Os preconceitos estruturais na formação, no acesso, nas redes industriais e no comissionamento mantêm esta desigualdade; por exemplo, pesquisas mostram que quase um terço dos atores indicados ao Bafta foram educados em specific. É claro que o poder das estrelas traz audiências e financiamento, mas há espaço para talentos regionais emergentes se posicionarem ao lado de atores estabelecidos.
Contexto socioeconômico de Bradford apenas intensifica esta desigualdade. O distrito é classificado como o 12º mais carenciado de Inglaterra, o quarto em termos de privação de rendimentos e o quinto em termos de emprego, com 19,8% dos agregados familiares em situação de pobreza energética, 40% das crianças a viver abaixo do limiar da pobreza e 12% dos residentes em idade activa sem qualificações formais. Papéis como o de Cathy Earnshaw, intrinsecamente ligados a Yorkshire, poderiam ter oferecido uma rara rejeição à marginalização dos actores do Norte e um momento de definição de carreira para talentos oriundos de um contexto sub-representado.
O foco de Hollywood no poder das estrelas em detrimento da autenticidade geográfica reflete um preconceito mais amplo da indústria, com as mulheres representando apenas cerca de 30% dos papéis do elenco de filmes do Reino Unidoe as mulheres do norte são desproporcionalmente classificadas em papéis estereotipados ou cômicos, em vez de personagens complexos de classe média alta como Cathy. Os estereótipos do Norte no cinema e na televisão enquadram-se numa estreita gama de tropos familiares, reforçando casualmente preconceitos em vez de tentarem nuances.
Embora tais representações possam parecer inofensivas isoladamente, colectivamente estabelecem um padrão em que as personagens do Norte, especialmente as mulheres, são codificadas como da classe trabalhadora, cómicas, caóticas ou intelectualmente limitadas, e raramente apresentadas como heroínas românticas. UM O relatório do Canal 4 descobriu que os sotaques do norte tinham duas vezes mais probabilidade de serem codificados como classe trabalhadora e eram significativamente menos propensos a serem usados em anúncios que promoviam produtos aspiracionais, como bens de luxo. O relatório concluiu que a representação da classe trabalhadora na publicidade period baixa e pobre, minando o objectivo ostensivo da publicidade de promover a aspiração e de reforçar a associação entre prestígio e identidades não-nortistas.

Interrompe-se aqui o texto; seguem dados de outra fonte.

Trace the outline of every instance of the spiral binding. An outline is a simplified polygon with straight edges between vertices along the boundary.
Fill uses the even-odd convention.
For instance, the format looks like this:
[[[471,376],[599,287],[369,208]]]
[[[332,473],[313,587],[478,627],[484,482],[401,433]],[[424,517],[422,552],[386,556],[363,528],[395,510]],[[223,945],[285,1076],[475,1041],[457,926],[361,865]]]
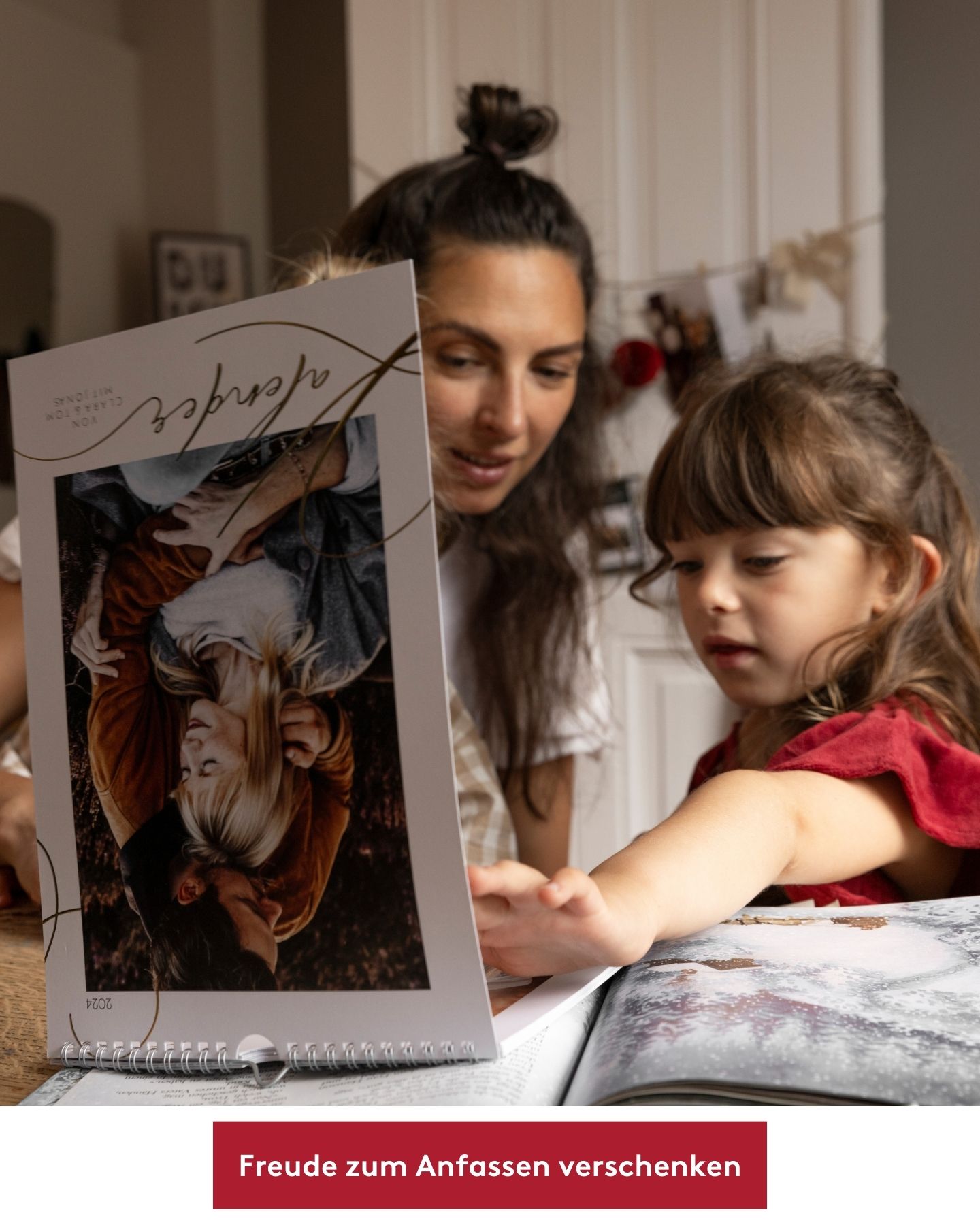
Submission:
[[[413,1042],[290,1042],[284,1060],[239,1058],[228,1054],[227,1046],[211,1051],[207,1046],[195,1054],[190,1046],[178,1051],[173,1044],[165,1044],[160,1050],[156,1044],[125,1046],[116,1042],[111,1049],[108,1042],[64,1042],[60,1062],[65,1067],[98,1068],[103,1072],[146,1072],[151,1076],[213,1076],[251,1071],[256,1084],[270,1089],[278,1084],[289,1072],[375,1072],[393,1068],[432,1067],[437,1063],[473,1063],[477,1061],[473,1042],[461,1042],[457,1052],[452,1041],[419,1044],[418,1051]],[[273,1079],[262,1079],[261,1069],[282,1062]]]

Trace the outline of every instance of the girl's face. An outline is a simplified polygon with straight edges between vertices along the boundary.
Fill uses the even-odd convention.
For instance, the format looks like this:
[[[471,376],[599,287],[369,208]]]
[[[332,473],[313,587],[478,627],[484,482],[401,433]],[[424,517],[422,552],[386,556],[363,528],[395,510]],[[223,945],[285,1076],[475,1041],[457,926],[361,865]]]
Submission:
[[[194,800],[209,794],[214,780],[245,764],[245,720],[208,698],[187,712],[180,741],[180,778]]]
[[[746,710],[822,684],[834,646],[826,639],[888,605],[884,559],[843,527],[724,532],[668,549],[688,637]]]
[[[488,514],[572,407],[586,339],[578,272],[549,247],[450,243],[420,318],[440,492],[462,514]]]
[[[279,954],[274,927],[283,908],[257,889],[244,872],[218,867],[212,871],[211,881],[232,916],[241,947],[257,953],[274,973]]]

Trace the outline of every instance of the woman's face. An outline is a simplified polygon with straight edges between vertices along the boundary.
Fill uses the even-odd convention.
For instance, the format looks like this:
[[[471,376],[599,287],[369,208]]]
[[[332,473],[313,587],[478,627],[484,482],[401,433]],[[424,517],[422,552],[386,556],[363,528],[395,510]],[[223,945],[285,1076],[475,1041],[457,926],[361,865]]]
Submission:
[[[586,339],[578,271],[549,247],[448,243],[419,310],[440,494],[462,514],[489,514],[572,407]]]
[[[217,702],[197,698],[180,741],[180,778],[194,799],[222,775],[245,764],[245,720]]]

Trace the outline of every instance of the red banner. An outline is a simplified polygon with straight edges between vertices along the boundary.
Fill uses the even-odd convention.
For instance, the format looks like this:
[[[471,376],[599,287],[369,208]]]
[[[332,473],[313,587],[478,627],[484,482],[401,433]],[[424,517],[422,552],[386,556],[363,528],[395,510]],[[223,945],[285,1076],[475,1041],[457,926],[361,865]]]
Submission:
[[[766,1123],[214,1123],[214,1208],[764,1208]]]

O Morro dos Ventos Uivantes não é o único problema, mas representa mais um golpe para as pessoas permanentemente limitadas pelas expectativas da sociedade. Quando Cathy diz: “Tenho certeza de que seria eu mesma se um dia estivesse entre as urzes daquelas colinas”, ela articula uma verdade que ressoa profundamente em mim; que esta paisagem específica moldou o meu sentido de identidade, como o fez para muitos outros, e é precisamente por esta razão que a sub-representação contínua parece tão profundamente condenada ao ostracismo.